Tenant voice and landlord self-assurance were the focus of the Regulator’s opening session at the Tenant Information Service (TIS) national conference in Cumbernauld. Lisa Peebles, Scottish Housing Regulator Board member, gave the conference’s opening address and spoke with tenants about the future of social housing regulation.
Lisa highlighted the Regulator’s on-going commitment to a strong tenant voice. She shared feedback from the early discussion phase of the regulatory framework review. She said: “Many of our stakeholders stressed the importance of us continuing to promote a strong tenant voice and to support tenants with accessible and useful information about their landlord. We’re looking at how we can get good information in useful formats to as many people that want it as possible.”
Lisa explained the Regulator’s proposal that each landlord would confirm through an annual assurance statement that it meets regulatory standards and requirements. She posed some questions for delegates to consider: “One really important consideration for us is the role for tenants in the annual assurance process. How should landlords capture and use the tenant view in their assurance processes? What if tenants don’t recognise their landlord from the Annual Assurance Statement?”
The Regulator will continue its dialogue with tenants, landlords and stakeholders as it firms up proposals for consultation later in the year.
Read Lisa’s full speech here.
1. The Scottish Housing Regulator was established on 1 April 2011 under the Housing (Scotland) Act 2010. Its objective is to safeguard and promote the interests of tenants and others who use local authority and RSL housing services.

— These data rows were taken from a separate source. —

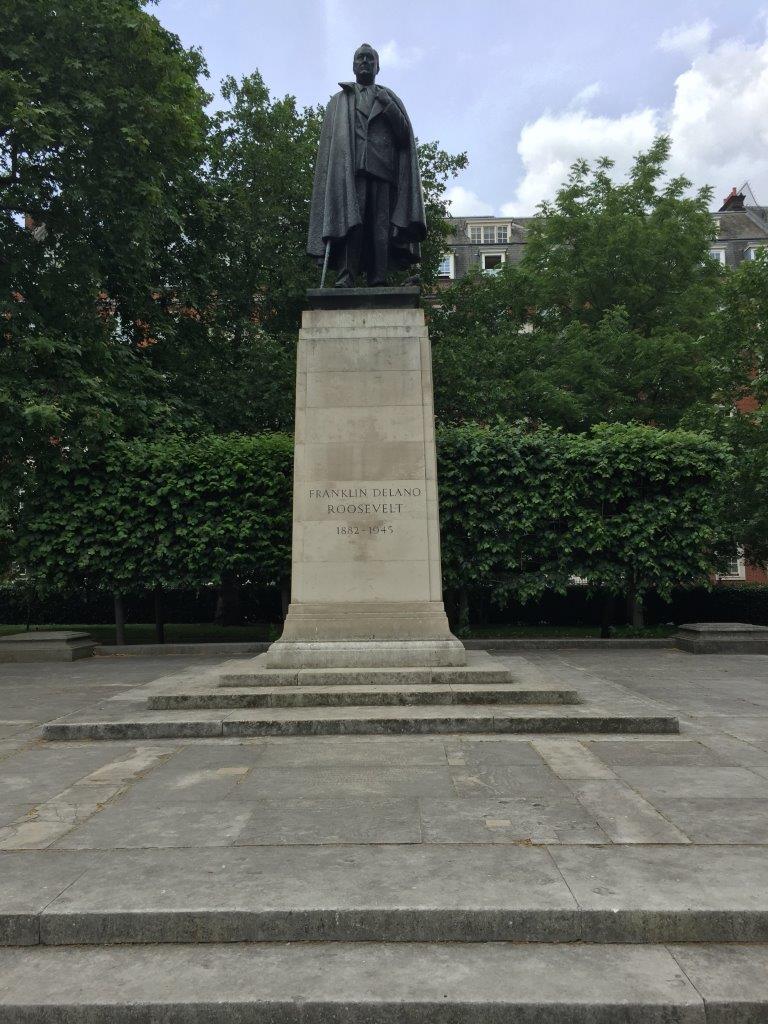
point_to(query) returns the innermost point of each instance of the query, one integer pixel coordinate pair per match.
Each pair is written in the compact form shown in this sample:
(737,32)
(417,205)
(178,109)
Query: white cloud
(465,203)
(686,38)
(549,146)
(716,121)
(391,54)
(718,118)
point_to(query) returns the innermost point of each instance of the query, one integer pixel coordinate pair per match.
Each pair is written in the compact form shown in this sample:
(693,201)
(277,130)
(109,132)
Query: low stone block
(722,638)
(48,645)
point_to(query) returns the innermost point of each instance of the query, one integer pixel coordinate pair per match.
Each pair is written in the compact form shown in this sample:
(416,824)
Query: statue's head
(366,64)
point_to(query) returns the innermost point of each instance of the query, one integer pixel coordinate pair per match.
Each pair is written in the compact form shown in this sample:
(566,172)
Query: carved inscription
(364,501)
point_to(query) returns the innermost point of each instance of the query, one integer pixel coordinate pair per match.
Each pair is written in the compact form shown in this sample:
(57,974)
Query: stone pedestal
(366,567)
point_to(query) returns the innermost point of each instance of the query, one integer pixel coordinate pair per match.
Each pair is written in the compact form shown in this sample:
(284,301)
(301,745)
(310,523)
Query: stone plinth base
(54,645)
(366,582)
(722,638)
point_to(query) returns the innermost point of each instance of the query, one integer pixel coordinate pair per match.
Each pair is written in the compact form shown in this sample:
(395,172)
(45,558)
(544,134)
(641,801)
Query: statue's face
(365,66)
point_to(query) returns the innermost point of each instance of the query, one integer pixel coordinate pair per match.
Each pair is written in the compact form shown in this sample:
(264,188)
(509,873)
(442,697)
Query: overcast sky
(525,88)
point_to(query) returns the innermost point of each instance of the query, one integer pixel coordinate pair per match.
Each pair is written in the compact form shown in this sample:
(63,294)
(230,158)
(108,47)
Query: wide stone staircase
(245,698)
(372,935)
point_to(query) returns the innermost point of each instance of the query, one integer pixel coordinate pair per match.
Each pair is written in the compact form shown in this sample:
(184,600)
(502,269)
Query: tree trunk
(635,614)
(463,609)
(228,611)
(607,616)
(159,624)
(119,621)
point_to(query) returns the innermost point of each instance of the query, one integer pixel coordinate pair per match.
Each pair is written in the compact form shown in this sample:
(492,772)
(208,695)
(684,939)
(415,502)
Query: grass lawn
(202,633)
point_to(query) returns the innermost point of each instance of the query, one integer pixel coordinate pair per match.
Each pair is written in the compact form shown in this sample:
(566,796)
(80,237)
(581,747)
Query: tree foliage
(605,318)
(101,134)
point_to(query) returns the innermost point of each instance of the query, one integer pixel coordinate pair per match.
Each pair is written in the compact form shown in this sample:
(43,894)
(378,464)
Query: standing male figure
(367,198)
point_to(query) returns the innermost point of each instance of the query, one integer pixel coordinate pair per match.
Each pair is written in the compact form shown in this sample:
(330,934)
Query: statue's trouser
(367,587)
(367,247)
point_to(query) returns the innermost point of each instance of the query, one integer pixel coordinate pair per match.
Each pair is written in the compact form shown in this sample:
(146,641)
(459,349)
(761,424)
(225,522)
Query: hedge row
(747,603)
(521,512)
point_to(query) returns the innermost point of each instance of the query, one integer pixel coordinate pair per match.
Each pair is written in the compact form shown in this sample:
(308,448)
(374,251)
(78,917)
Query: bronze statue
(368,208)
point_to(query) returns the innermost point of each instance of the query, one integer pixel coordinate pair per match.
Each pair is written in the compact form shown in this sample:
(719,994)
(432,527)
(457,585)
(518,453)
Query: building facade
(486,243)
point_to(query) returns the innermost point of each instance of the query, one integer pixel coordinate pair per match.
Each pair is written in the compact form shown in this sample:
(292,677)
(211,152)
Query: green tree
(738,414)
(101,134)
(606,317)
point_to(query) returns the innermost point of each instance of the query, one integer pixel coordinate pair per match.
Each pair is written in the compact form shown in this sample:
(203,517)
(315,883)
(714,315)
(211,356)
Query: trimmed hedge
(725,602)
(624,507)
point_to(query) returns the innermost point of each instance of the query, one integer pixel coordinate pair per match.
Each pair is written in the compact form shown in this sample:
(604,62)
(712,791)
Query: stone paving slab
(338,820)
(303,893)
(731,980)
(28,884)
(327,983)
(717,894)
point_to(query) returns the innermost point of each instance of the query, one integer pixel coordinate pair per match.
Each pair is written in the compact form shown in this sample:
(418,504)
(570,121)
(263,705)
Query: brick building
(485,243)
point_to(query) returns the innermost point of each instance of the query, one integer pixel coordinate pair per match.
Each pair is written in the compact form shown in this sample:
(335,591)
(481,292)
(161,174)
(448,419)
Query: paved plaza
(637,858)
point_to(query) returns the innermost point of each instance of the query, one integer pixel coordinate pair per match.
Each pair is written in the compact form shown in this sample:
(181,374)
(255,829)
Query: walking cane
(325,263)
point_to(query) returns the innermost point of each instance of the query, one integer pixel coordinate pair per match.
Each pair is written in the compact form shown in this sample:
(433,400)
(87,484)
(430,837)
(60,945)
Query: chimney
(733,201)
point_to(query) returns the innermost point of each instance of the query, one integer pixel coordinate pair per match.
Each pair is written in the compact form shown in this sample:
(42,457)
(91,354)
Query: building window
(735,568)
(492,262)
(445,268)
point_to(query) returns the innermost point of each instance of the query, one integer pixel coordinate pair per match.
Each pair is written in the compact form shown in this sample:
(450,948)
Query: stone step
(340,695)
(390,893)
(484,673)
(330,983)
(354,720)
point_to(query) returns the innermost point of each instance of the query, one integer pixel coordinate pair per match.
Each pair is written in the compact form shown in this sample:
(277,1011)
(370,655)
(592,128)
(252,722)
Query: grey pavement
(559,879)
(708,785)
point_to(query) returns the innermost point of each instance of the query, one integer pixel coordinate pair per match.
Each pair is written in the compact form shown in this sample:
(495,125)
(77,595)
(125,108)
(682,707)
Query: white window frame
(451,258)
(492,269)
(740,572)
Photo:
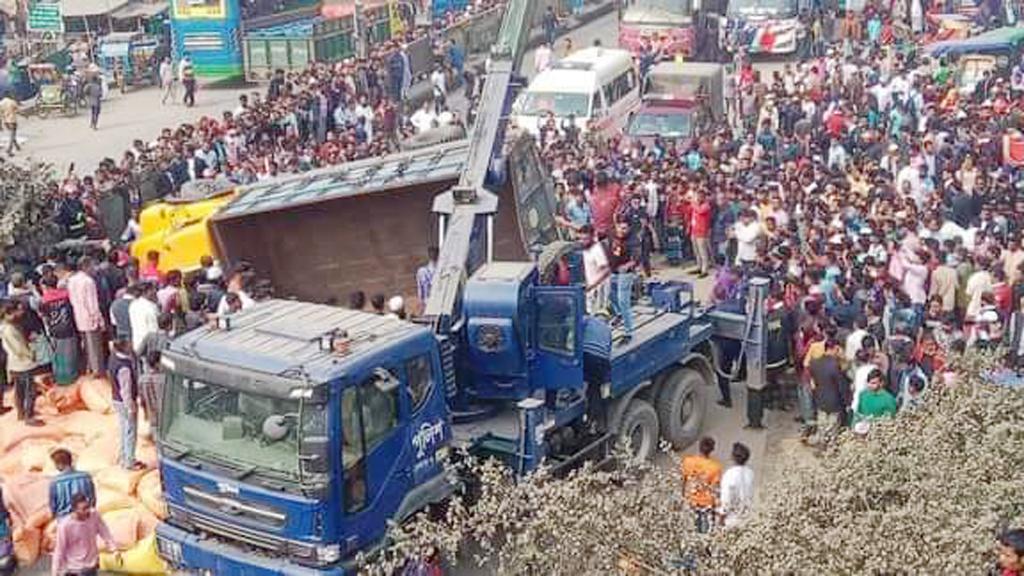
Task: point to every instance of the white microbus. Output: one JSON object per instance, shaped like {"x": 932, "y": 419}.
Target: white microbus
{"x": 599, "y": 84}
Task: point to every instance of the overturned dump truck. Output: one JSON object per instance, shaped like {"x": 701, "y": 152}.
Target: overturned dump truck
{"x": 367, "y": 224}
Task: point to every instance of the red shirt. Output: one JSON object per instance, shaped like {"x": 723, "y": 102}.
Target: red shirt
{"x": 678, "y": 209}
{"x": 603, "y": 205}
{"x": 836, "y": 124}
{"x": 700, "y": 219}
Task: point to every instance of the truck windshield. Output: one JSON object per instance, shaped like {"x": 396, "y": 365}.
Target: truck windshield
{"x": 767, "y": 8}
{"x": 559, "y": 104}
{"x": 668, "y": 124}
{"x": 243, "y": 430}
{"x": 665, "y": 12}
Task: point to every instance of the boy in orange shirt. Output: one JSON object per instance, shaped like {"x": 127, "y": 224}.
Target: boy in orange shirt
{"x": 701, "y": 482}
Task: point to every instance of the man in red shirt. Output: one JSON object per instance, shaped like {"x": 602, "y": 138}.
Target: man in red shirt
{"x": 604, "y": 202}
{"x": 700, "y": 232}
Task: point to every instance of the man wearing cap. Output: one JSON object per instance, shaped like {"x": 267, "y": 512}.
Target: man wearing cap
{"x": 124, "y": 393}
{"x": 68, "y": 483}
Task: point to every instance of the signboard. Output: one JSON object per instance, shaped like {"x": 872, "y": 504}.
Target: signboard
{"x": 45, "y": 16}
{"x": 199, "y": 9}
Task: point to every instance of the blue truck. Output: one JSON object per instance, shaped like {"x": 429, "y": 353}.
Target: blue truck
{"x": 293, "y": 434}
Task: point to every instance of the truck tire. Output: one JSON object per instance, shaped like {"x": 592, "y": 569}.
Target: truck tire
{"x": 681, "y": 404}
{"x": 639, "y": 429}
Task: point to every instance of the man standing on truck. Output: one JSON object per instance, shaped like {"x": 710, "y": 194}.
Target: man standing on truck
{"x": 596, "y": 272}
{"x": 623, "y": 264}
{"x": 425, "y": 276}
{"x": 701, "y": 481}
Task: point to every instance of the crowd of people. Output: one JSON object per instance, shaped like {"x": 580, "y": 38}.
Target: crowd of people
{"x": 325, "y": 115}
{"x": 868, "y": 189}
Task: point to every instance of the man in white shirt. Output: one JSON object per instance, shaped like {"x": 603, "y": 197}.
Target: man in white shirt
{"x": 736, "y": 488}
{"x": 542, "y": 57}
{"x": 748, "y": 232}
{"x": 143, "y": 316}
{"x": 423, "y": 119}
{"x": 596, "y": 271}
{"x": 365, "y": 114}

The Regulator operates independently of Scottish Ministers and is accountable directly to the Scottish Parliament. It assumed its full regulatory responsibilities on 1 April 2012. The Regulator consists of the Chair and seven Board members. More information about the Regulator can be found on its website at www.scottishhousingregulator.gov.uk
2. SHR regulates around 160 registered social landlords and the housing activities of 32 local authorities.
3. SHR sets out how it regulates social landlords in its published framework – Regulation of Social Housing in Scotland.